А с другой стороны, мало ли мы знаем примеров, когда обращение человека на путь истинный начиналось именно так? И что особенно внушает мне благие надежды — это разница между его стилем и стилем других молодых людей, чьи письма мне случалось читать. Нельзя не заметить высокого благочестия, проникновенной серьезности и глубокого убеждения в послании этого юного священнослужителя; поистине, в нем есть нечто от кроткой добродетели Массильона».

XXVII

Лучшие церковные должности

Заслуги? Таланты? Достоинства? Пустое!.. Надо принадлежать к какой-нибудь клике.

Телемах.

Таким-то образом представление об епископском сане впервые сочеталось с представлением, о Жюльене в сознании этой женщины, которой рано или поздно предстояло распоряжаться всеми самыми высокими постами французской церкви. Но успех этот нимало не тронул бы Жюльена: мысль его сейчас была не способна устремиться ни к чему, она была неразлучна с его горем, а кругом все, казалось, только усиливало его: так, например, ему стала совершенно невыносима теперь собственная комната. Вечером, когда он входил к себе со свечой в руках, каждый предмет, каждая маленькая безделушка, казалось, поднимали голос, чтобы безжалостно крикнуть ему о какой-нибудь новой подробности его горя.

«Ну, сегодня я отбываю принудительную повинность, — сказал он, входя с таким, оживлением, какого не испытывал уже давно. — Будем надеяться, что второе письмо окажется таким же скучным, как и первое».

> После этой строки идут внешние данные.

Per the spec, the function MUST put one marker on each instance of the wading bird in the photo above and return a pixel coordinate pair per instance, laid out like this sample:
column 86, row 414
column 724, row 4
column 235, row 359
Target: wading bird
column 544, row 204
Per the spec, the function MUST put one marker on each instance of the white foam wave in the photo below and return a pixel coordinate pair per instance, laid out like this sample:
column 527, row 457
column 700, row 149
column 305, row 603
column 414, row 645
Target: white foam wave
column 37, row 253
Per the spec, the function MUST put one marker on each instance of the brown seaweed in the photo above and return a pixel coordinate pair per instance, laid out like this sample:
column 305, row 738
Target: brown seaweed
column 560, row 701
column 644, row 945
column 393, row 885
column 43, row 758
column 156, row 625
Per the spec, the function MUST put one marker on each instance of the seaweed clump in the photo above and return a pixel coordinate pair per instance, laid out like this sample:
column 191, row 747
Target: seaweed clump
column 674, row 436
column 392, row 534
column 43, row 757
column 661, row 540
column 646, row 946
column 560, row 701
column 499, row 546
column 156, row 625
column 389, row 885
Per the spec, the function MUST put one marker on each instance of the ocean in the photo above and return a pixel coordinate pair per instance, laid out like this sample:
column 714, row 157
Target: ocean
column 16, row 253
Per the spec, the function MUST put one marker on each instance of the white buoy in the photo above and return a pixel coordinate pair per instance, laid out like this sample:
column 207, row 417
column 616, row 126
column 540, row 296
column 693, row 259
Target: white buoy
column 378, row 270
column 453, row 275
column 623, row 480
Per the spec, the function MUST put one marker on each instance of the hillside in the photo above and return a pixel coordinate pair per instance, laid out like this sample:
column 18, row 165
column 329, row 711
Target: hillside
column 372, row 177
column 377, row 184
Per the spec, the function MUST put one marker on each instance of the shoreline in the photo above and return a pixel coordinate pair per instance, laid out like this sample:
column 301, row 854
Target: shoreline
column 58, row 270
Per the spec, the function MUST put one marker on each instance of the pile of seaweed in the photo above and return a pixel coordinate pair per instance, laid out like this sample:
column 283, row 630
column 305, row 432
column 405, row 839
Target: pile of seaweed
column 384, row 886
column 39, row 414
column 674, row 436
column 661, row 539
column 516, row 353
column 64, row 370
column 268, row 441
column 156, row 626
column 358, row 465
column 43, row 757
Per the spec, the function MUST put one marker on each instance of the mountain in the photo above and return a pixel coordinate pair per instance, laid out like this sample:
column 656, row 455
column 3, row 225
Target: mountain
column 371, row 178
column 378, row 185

Оно оказалось еще скучней. То, что он переписывал, казалось ему такой бессмыслицей, что он под конец стал писать машинально, строку за строкой, не вникая в смысл.

«Это что-то до такой степени напыщенное, — говорил он себе, — что превзойдет, пожалуй, даже официальные статьи Мюнстерского трактата,{91} которые мой профессор дипломатии заставлял меня переписывать в Лондоне».

И тут только он вдруг вспомнил о письмах г-жи де Фервак, которые он забыл вернуть важному испанцу, дону Диего Бустосу. Он разыскал их; сказать правду, они оказались чуть ли не в точности такой же невообразимой бессмыслицей, как и письма русского вельможи. Полнейшая расплывчатость! В них словно хотели сказать все и в то же время не сказать ровно ничего. «Стиль — сущая арфа эолова, — решил Жюльен. — За всеми этими превыспренними размышлениями о небытии, о смерти, о вечности я не вижу ничего живого, кроме жалкого страха показаться смешной».

Монолог, который мы здесь вкратце привели, повторялся две недели подряд. Засыпать над перепиской чего-то вроде комментариев к Апокалипсису, на другой день отвозить с меланхолическим видом письмо, отводить лошадь на конюшню в надежде увидеть хоть платье Матильды, работать, вечером появляться в Опере, если г-жа де Фервак не приезжала в особняк де Ла-Моль, — таково было однообразное течение жизни Жюльена. Она приобретала некоторый интерес, когда г-жа де Фервак приезжала к маркизе; тогда из-за полей шляпы маршальши ему видны были глаза Матильды, и он обретал дар слова. Его образная, прочувствованная речь становилась все более выразительной и в то же время более непринужденной.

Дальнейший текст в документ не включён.